The following is the list of Hive modules and their usage in Hive:

accumulo-handler: Apache accumulo is a distributed key-value datastore based on Google Big Table. This package includes the components responsible for mapping the Hive table to the accumulo table. AccumuloStorageHandler and AccumuloPredicateHandler are the main classes responsible for mapping tables. For more information, refer to the official integration documentation available at https://cwiki.apache.org/confluence/display/Hive/AccumuloIntegration.
ant: This tool is used to build earlier versions of Hive source. Ant is also needed to configure the Hive Web Interface server.
beeline: A Hive client used to connect with HiveServer2 and run Hive queries.
bin: This package includes scripts to start Hive clients and services.
cli: This is a Hive Command-line Interface implementation.
common: These are utility classes used by other modules.
conf: This contains default configurations and uses defined configuration objects.
contrib: This contains Serdes, generic UDF, and fileformat contributed by third parties to Hive.
hbase-handler: This module allows Hive SQL statements to access HBase tables for SELECT and INSERT commands. It also provides interfaces to access HBase and Hive tables for join and union in a single query. More information is available at https://cwiki.apache.org/confluence/display/Hive/HBaseIntegration.

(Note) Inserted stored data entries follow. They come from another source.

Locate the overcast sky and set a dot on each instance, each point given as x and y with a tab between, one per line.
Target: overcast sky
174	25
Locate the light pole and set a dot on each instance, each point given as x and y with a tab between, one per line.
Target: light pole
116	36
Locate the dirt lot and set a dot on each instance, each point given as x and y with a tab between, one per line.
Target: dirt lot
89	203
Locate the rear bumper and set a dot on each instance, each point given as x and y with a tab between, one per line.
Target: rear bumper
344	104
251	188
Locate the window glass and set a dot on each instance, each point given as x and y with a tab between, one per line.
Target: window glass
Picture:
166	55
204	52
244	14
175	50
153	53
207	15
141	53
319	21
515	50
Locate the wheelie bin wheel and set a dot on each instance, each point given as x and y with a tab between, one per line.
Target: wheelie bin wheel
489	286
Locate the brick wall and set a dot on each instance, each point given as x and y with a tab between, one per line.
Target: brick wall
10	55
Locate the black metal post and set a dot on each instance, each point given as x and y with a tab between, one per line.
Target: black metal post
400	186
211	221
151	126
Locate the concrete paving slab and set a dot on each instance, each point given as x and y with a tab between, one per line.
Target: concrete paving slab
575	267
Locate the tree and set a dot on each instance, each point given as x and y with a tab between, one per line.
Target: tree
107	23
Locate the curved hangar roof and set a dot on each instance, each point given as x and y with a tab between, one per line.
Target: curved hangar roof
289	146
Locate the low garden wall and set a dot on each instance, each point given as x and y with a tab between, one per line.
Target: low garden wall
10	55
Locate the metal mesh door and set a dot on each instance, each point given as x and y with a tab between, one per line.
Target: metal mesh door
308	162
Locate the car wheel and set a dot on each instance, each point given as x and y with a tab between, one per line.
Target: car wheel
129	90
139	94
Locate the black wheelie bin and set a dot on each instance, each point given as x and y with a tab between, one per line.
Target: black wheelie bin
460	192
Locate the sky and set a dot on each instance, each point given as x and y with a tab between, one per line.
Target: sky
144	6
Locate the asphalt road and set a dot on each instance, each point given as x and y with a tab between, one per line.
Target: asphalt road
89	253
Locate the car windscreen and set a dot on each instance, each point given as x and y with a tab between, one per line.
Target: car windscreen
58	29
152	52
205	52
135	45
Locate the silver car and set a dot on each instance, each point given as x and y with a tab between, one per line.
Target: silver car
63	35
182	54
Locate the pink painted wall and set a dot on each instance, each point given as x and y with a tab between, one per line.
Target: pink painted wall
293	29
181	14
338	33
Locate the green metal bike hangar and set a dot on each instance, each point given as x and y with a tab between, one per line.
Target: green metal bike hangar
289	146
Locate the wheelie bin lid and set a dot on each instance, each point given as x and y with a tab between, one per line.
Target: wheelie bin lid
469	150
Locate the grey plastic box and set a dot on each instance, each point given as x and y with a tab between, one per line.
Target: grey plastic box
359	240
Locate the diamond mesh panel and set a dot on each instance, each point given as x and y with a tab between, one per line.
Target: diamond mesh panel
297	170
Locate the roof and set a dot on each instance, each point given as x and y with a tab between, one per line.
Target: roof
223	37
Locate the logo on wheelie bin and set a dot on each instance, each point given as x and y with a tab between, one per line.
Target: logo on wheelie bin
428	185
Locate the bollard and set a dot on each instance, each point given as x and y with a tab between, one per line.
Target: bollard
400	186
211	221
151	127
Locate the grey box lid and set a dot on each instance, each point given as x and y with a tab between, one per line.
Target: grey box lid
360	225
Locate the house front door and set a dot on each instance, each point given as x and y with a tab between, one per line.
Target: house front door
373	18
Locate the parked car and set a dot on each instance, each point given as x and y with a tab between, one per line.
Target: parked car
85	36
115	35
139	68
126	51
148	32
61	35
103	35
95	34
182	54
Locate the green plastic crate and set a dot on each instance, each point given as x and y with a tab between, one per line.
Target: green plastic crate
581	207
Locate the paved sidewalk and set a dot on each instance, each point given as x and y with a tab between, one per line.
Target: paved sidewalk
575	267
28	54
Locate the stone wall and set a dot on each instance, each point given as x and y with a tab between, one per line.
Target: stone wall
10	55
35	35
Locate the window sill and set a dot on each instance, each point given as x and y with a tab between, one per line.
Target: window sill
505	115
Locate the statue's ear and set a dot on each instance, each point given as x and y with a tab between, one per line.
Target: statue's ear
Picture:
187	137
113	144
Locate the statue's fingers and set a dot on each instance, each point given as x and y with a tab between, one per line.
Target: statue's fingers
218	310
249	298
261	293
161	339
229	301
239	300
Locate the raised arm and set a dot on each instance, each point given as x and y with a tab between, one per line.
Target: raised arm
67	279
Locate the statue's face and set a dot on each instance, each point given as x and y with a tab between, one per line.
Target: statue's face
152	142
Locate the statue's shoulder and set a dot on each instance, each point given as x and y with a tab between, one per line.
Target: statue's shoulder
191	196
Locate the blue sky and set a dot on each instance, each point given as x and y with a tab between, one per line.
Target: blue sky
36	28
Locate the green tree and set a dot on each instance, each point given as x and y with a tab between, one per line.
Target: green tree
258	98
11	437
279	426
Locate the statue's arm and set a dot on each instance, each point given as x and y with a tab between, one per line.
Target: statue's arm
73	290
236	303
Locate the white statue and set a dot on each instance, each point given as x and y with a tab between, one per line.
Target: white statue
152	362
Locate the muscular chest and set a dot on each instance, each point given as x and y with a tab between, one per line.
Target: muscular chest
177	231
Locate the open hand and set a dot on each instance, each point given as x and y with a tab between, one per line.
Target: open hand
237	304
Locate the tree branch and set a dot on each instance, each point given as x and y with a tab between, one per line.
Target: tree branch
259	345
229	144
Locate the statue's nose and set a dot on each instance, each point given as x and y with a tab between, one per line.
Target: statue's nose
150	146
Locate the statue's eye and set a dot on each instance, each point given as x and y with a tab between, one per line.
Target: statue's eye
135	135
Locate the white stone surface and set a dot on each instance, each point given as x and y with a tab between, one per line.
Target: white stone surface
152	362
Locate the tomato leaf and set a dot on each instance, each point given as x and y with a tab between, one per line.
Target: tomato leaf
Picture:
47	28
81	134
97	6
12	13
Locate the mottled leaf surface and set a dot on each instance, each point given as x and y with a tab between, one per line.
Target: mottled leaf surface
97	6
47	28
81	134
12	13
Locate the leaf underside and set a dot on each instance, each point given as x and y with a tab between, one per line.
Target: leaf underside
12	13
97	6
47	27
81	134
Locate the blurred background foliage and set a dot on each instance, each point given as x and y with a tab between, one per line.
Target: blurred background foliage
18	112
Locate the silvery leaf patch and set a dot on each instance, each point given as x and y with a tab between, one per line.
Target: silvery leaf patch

hcatalog: This is a table management framework that helps other frameworks such as Pig or MapReduce to access the Hive metastore and table schema.
hwi: This module provides an implementation of a web interface to run Hive queries. Also, the WebHCat APIs provide REST APIs to access the Hive metastore.
Jdbc: This is a connector that accepts JDBC connections and calls to execute Hive queries on the cluster.
Metastore: This is the API that provides access to metastore entities including database, table, schema, and serdes.
odbc: This module implements the Open Database Connectivity (ODBC) API, enabling ODBC applications to connect and execute queries over Hive.
ql: This module provides an interface to clients that checks for query semantics and provides an implementation for driver, parser, and query planner.
Serde: This module has an implementation of serializer and deserializer used by Hive to read and write data. It helps in validating and parsing record and field types.
shims: This is the module that transparently intercepts and modifies calls to the Hive API, usually for compatibility purposes.
spark-client: This module provides an interface to execute Hive SQLs on a Spark framework.